Voltage limits are set at levels which ensure that voltage fluctuations at the customer’s supply point are, with a high degree of probability, tolerable by the customers' electrical equipment.

Voltage fluctuations are caused by switching of transmission elements or customer loads. Real power swings between two groups of generation may cause voltage disturbances or oscillations (described as transient voltage dips).

The consequences of large step changes in voltage are:

• perceptible flicker in lighting

• voltage at customers' premises falling outside WPC's adopted limits

• possible voltage instability due to load non-linearity

• mal-operation of some equipment

Four categories of voltage limits are considered:

Steady State Voltage Limits:

Steady State Voltage limits should be maintained during steady state operation of the system.

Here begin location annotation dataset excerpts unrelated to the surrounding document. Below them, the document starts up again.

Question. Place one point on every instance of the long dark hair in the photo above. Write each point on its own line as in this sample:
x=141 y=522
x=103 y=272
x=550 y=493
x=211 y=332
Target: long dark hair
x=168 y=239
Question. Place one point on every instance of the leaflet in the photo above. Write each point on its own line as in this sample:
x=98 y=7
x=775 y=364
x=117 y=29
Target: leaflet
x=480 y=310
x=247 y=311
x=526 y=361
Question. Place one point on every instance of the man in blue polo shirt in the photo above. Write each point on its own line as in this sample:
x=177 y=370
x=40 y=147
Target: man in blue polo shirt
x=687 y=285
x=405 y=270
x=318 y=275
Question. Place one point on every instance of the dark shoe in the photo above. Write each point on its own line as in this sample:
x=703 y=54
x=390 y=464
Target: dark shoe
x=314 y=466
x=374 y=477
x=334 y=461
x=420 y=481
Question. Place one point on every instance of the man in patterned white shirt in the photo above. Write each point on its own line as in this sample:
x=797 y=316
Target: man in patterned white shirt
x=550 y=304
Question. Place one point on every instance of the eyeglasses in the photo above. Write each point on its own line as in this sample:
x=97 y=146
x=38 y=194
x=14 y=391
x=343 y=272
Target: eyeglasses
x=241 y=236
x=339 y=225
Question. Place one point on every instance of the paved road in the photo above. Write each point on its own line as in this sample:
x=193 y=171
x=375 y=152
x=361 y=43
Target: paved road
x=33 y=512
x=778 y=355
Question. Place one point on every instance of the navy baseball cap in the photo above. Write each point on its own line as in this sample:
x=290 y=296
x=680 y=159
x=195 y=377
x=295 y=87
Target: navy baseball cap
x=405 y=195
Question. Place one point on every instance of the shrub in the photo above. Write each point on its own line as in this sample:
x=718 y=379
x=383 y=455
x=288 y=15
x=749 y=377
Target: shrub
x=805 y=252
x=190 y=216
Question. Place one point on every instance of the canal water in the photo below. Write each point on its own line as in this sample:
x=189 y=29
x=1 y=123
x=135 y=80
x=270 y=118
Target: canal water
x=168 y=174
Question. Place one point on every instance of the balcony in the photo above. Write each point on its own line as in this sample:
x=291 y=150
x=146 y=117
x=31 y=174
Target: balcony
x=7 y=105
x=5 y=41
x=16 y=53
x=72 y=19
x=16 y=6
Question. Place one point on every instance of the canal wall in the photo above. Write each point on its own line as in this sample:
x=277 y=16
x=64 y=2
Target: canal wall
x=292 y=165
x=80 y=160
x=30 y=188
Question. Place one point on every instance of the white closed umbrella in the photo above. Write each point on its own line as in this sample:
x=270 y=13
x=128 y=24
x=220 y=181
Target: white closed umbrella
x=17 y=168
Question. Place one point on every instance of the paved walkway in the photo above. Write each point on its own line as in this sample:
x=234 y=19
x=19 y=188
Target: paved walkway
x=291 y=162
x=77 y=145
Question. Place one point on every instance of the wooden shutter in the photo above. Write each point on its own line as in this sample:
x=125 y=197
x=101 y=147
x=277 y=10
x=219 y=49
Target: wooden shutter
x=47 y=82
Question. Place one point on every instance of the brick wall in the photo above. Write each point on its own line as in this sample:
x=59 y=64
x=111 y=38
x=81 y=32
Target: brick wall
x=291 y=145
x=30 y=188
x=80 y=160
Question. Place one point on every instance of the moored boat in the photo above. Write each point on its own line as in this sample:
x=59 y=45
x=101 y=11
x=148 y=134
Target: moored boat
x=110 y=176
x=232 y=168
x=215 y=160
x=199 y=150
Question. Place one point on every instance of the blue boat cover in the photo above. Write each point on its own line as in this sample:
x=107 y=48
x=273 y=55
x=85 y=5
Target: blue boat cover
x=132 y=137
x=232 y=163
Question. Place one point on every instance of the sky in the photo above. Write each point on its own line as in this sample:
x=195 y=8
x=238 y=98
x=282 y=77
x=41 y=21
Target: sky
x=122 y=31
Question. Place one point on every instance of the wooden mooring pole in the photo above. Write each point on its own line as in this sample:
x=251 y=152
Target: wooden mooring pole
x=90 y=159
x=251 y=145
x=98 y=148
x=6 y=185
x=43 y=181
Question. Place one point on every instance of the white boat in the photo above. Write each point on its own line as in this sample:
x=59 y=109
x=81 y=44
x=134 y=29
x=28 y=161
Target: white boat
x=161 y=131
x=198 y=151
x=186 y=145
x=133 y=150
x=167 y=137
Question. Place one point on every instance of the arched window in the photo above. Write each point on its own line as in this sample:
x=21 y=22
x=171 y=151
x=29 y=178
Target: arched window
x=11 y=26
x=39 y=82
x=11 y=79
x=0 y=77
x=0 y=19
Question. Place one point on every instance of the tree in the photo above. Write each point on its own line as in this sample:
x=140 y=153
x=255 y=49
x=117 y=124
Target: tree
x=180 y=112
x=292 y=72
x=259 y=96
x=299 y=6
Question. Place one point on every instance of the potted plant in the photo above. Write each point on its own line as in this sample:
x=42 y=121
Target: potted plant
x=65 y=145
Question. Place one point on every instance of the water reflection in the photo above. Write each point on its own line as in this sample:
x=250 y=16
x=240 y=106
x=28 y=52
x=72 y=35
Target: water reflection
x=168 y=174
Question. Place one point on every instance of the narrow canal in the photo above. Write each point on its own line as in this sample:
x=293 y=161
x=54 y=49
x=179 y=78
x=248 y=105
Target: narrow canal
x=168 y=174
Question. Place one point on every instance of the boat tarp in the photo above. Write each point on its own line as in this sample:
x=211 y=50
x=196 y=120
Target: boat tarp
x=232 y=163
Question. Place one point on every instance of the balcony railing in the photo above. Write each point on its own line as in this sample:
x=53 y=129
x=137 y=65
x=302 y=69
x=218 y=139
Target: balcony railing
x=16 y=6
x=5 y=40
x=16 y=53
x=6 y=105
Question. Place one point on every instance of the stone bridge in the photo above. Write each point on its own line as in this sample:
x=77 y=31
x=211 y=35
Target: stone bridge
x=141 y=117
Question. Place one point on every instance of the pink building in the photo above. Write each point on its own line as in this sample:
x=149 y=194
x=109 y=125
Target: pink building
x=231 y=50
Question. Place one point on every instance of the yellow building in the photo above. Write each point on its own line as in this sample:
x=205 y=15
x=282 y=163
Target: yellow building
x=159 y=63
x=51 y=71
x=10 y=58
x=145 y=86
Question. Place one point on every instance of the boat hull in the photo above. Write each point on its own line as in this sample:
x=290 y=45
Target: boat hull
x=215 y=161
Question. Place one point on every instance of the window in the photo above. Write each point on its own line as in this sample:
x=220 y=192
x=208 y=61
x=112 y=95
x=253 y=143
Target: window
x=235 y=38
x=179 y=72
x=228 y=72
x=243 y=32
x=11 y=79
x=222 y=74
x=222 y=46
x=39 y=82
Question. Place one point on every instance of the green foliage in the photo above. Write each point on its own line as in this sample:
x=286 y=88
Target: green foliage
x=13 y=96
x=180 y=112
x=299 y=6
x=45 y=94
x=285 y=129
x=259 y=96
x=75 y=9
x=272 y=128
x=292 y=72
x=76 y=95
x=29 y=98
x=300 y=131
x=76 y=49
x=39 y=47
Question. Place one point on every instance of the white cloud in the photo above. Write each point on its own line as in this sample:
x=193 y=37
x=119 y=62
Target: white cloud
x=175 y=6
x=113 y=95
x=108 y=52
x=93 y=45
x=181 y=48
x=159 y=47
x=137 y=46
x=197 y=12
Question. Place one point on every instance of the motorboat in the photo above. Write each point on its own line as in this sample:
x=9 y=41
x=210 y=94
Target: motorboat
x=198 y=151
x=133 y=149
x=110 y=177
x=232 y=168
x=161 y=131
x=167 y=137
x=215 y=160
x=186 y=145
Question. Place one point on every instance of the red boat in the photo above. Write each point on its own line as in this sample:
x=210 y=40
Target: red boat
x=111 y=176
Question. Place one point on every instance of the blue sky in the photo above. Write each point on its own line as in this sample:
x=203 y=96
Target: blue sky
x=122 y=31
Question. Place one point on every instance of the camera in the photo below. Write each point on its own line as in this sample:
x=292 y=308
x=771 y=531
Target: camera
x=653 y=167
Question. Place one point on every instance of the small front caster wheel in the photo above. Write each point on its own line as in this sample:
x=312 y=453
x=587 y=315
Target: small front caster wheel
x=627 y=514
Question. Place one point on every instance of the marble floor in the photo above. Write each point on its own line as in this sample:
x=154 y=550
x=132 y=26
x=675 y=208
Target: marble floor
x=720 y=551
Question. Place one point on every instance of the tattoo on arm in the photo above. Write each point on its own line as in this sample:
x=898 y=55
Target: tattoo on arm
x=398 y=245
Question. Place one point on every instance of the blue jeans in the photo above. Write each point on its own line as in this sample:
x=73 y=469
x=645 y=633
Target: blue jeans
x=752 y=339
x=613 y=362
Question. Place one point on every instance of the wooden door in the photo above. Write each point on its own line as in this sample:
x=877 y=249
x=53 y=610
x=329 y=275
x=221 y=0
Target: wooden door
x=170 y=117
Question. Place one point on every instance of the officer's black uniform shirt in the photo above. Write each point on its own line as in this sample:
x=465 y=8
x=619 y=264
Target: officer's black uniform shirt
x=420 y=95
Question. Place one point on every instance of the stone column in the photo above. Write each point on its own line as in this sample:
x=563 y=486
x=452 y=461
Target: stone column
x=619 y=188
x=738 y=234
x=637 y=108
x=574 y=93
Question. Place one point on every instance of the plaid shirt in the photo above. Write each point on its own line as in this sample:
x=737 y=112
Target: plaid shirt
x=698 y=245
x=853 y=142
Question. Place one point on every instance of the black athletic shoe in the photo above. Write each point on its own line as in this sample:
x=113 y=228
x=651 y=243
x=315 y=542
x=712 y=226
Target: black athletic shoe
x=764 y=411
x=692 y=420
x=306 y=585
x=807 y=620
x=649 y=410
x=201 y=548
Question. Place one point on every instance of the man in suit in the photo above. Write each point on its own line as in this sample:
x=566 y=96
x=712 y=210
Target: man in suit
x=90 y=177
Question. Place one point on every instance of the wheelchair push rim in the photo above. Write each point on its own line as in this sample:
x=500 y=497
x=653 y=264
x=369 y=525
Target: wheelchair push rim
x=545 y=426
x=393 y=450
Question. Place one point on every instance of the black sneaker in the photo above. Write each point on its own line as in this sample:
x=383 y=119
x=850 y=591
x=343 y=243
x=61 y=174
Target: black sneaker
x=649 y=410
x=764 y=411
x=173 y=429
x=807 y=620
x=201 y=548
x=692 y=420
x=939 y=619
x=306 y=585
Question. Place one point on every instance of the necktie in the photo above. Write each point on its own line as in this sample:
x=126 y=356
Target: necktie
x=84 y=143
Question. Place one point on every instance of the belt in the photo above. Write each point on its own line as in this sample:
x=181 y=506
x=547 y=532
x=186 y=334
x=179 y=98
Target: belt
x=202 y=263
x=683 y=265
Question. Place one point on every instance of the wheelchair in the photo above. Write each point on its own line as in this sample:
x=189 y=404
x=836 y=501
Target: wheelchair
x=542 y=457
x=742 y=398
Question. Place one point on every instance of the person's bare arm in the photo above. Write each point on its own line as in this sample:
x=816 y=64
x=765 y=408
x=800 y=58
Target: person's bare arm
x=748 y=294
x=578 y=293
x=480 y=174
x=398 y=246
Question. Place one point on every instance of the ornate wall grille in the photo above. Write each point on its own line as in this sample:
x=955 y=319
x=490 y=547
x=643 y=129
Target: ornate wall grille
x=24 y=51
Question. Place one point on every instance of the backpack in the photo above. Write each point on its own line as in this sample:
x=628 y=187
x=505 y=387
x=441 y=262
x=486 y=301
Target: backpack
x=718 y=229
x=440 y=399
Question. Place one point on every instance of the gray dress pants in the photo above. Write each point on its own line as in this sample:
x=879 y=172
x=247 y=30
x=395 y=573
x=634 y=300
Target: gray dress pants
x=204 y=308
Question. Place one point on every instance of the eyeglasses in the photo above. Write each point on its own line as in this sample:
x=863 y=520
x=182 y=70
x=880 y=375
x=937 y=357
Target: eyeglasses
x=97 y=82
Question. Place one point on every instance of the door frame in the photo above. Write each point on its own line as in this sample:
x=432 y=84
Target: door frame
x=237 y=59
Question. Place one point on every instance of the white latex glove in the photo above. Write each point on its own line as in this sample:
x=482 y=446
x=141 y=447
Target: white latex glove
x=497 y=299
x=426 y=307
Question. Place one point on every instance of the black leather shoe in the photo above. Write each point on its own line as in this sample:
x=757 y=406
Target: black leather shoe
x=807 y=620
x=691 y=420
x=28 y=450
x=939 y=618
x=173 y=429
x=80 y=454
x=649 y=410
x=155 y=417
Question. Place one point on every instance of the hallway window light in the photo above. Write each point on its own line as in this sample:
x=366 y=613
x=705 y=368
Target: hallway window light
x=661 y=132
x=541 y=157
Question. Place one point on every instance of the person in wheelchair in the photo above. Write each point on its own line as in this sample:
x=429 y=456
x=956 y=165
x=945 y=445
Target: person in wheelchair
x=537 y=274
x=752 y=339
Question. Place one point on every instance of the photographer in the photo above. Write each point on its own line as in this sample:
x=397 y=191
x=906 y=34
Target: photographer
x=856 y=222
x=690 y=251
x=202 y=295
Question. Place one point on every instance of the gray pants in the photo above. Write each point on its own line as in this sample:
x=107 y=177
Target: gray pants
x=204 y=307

Temporary Over-voltage Limits:

Temporary over-voltages are power frequency over-voltages resulting from system disturbances such as load rejection or phase-to-earth faults.

Transient Over-voltage Limits:

Transient over-voltages are electromagnetic in nature and are the result of switching operations or lightning strikes.

Transient Voltage Dip (TVD) Limits:

Transient voltage dips (see Figure 4) are the result of real power swings or pole slips of a generation group against the main system generation (synchronous instability). The limits prevent loss of customer load, system voltage collapse and synchronous instability.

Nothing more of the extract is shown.